Gday, see my answers below, typically I have thoughts on each of the options presented to provide context for my choices.
Race:
Human because from a purely game mechanics character generation point of view, they deliver the most bang for buck. I've always wanted to play a Troll Mage or Physical Adept but felt I had to make too many compromises to do so.
Flavour
- Guns Blazing is usually my default style of shadowrun - typically most games spend many hours doing an intricate plan which fails for some reason either before or shortly after commencing excution. Then going 'screw it' and just go in winging it with all guns blazing.
- Sneaking/skulking... - After playing years of shadowrun, I can probably count on both hands the number of times successfully pulled off a 'sneaking' shadowrun adventure.
- Normal people in the 20XXs - No Desire, never played
- Working for the corps - Something I think could be interesting to do, but never had a GM or group want to try this.
- Doc Wagon/Trauma Team (a special case of working for the corps) - See above.
Power level
- Street level - Good for grittier/dark face to face games which can be fun, but the capability of characters can be frustrating.
- 'Normal' as per books (which is pretty potent) = I prefer to start off at the default power level for F2F games because they proceed at a decent pace so Karma gets handed out regularly enough that you can actually raise something in a reasonable irl time frame.
- 'Prime Runner' (i.e. has been around the blocks a few times) - Prefer Prime Runner for online games as game progress is from a crawl if its chat based game eg Discord/Skype with irl time between having enough karma to raise anything 1-2 months, or molasses if doing Pbp where it can be irl 6 months to a Year to save up enough karma under SR5 to be able to raise anything on a character.
Alignment
I've played all kinds of Alignment, early in my shadowrun 'career' I was pretty much consistently a murderhobo ('I want wetwork') and bounced between 'who cares if we have some collateral damage' and 'lets not kill unless we have to' Only tried the last two a few times and they were... interesting.. and challenging... but certainly enjoyable.
Game version
SR 3rd edition
I really enjoyed the Combat/Decking/Matrix/Astral Task Pools from SR3 which meant two characters with the exact same stats could end up being played very differently.

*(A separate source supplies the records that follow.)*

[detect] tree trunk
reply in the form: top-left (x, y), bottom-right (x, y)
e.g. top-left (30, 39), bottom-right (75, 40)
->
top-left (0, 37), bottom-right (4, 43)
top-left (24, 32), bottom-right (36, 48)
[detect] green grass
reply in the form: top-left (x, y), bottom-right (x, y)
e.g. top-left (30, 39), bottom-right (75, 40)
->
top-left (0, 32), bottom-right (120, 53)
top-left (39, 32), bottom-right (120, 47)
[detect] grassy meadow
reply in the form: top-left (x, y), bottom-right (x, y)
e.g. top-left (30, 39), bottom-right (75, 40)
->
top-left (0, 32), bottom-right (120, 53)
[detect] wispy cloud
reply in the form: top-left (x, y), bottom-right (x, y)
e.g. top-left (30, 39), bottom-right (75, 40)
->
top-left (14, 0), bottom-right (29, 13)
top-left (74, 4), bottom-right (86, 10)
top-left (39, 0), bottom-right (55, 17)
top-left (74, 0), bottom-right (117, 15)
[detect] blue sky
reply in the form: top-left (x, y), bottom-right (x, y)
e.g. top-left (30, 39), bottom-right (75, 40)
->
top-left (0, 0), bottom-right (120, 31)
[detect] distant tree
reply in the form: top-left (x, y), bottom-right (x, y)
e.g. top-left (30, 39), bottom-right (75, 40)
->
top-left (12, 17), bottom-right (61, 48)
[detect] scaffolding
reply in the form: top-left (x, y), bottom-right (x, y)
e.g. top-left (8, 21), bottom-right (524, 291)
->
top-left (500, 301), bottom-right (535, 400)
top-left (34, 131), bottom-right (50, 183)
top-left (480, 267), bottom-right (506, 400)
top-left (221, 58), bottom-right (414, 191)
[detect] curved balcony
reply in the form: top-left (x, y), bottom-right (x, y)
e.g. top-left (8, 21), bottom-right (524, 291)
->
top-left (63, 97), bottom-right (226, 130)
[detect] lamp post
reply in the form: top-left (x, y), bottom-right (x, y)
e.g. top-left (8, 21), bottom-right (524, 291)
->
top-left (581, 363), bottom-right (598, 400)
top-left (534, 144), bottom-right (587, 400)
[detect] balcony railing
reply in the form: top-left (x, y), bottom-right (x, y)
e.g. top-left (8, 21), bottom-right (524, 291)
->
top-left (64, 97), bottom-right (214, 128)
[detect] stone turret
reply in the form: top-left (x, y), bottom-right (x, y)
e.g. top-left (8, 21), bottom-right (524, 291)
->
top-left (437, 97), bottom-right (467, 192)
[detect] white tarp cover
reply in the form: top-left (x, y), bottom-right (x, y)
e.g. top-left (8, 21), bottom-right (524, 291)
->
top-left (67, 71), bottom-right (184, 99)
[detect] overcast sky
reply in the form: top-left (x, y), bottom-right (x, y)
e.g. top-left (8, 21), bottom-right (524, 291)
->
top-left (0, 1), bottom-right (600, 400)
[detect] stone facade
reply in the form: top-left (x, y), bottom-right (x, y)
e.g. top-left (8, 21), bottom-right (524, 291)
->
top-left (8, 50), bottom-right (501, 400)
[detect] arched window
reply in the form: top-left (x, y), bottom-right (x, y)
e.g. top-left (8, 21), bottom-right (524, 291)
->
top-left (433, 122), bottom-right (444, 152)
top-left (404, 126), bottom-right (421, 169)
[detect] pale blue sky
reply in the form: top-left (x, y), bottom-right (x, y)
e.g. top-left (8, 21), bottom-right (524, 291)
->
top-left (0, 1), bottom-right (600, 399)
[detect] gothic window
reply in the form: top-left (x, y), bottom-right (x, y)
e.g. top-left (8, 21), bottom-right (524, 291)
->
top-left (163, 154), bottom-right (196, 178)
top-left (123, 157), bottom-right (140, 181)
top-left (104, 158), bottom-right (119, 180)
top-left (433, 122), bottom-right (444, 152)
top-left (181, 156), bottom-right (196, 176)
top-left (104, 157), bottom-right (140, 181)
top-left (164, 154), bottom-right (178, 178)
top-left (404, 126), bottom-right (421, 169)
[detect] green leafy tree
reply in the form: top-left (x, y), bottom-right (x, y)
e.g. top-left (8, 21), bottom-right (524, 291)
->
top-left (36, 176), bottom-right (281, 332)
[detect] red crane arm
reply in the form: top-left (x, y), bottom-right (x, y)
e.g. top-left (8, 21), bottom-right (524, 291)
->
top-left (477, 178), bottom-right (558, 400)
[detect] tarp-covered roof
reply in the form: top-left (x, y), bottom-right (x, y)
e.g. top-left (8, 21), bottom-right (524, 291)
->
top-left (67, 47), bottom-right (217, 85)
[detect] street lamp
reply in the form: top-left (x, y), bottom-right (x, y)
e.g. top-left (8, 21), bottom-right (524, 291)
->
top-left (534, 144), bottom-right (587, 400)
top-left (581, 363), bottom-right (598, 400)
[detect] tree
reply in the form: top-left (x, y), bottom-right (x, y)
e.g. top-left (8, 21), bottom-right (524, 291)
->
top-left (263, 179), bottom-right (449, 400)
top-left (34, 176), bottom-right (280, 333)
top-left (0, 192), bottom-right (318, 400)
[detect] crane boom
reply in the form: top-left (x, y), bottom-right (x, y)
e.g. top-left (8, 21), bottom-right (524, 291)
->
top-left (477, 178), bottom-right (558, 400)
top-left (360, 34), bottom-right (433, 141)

Also miss FASA's fantastic editing and layout work for the source books. However I -dont- miss cross-referencing rules and tables in 3 books to determine a target number for a dice roll.
SR 4th and 5th Edition
A good (but not perfect) attempt at simplyfying and unifying Combat, Magic, Decking and Rigging. Lack of general Task Pools means characters with similar stats will have an 'optimal' playstyle. Another bonus, most (but not all) of the rules used are limited to the Core Rulebook, Run Faster and Street Grimoire(5th Ed) instead of being spread out over 20 books. My main headche with SR5 is the incredibly slipshod and disorganised layout/editing work for pretty much every book realeased by Catalyst Games Lab.
SR 6th Edition
Myself and my regular group all purchased SR6 books shortly after release, cracked them open, created characters, played 1 full run (2-3 sessions) and agreed this ruleset was absolute garbage. To my knowledge none of us have ever touched the ruleset since.
This message was last edited by the player at 20:13, Fri 25 Aug 2023.